Another Stab at Poetry…

I was talking to someone recently and it made me think of this. I have also seen comments on other’s as well. I just thought I would write this as a see what happens. Some may agree with me, others may disagree. It might not even be poetry, but here it goes…

TC2_4834

You made a mistake.

 

I pole dance – as a fitness – all my muscles developed, thrived, and blossomed – I am stronger.

 

I have a boyfriend – he loves me, supports me, and reminds me I can do this – He adds to me.

 

You made a mistake when you tell me

You pole dance! Wow your boyfriend is so lucky!
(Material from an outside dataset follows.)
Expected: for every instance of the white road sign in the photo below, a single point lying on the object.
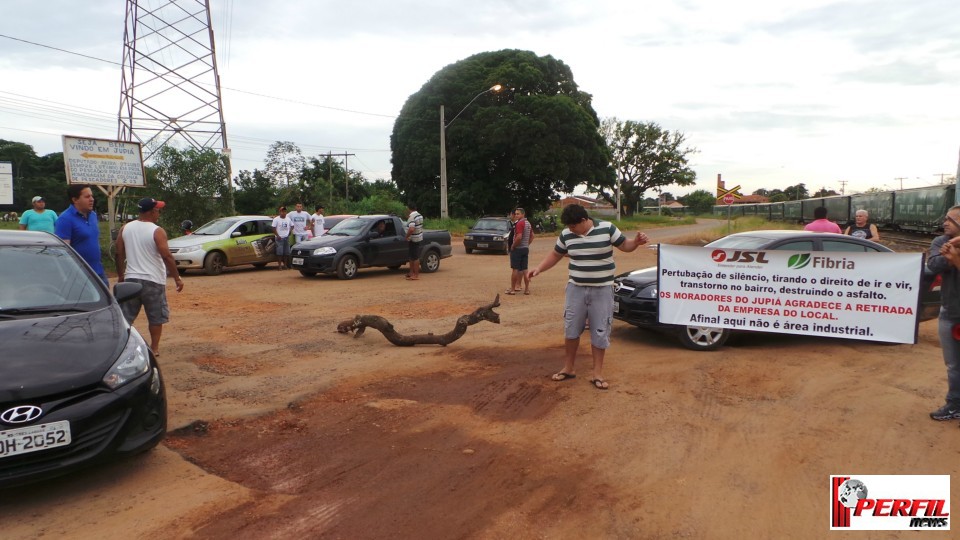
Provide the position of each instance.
(103, 162)
(6, 182)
I prefer to save my body for my boyfriend, but that’s up to you.

Does your boyfriend mind you doing that?

 

Here’s what you missed –

Yes, I pole dance, that makes him no luckier than he was before.

My body is for me, and I chose to share it with him, yes, it is up to me.

No, because he’s amazing, but even so, that’s not up to him.

 

Stop talking to me like I am something that is owned. I am owned by no one but myself. He is someone I choose to share myself with. And it’s none of your business.

Inspire Me

Another little play with poetry… I’m not great with poetry but we are going to see how this goes. Plus I’m currently suffering through writers block right now for other sections of writing so forgive me for it possibly being … awful.

***

Let the music fill your body

and watch as you move with it

like a flowing river

smooth, strong, and controlled.

Every line of her movement

embodies beauty

empowers interest

enforces desire

The wish to be like that, to do that, to be more than what we are.

You as a friend who encourages,

an instructor who teaches,

and our coach that pushes us.

Watch the sequence again, and again. Take my breath away.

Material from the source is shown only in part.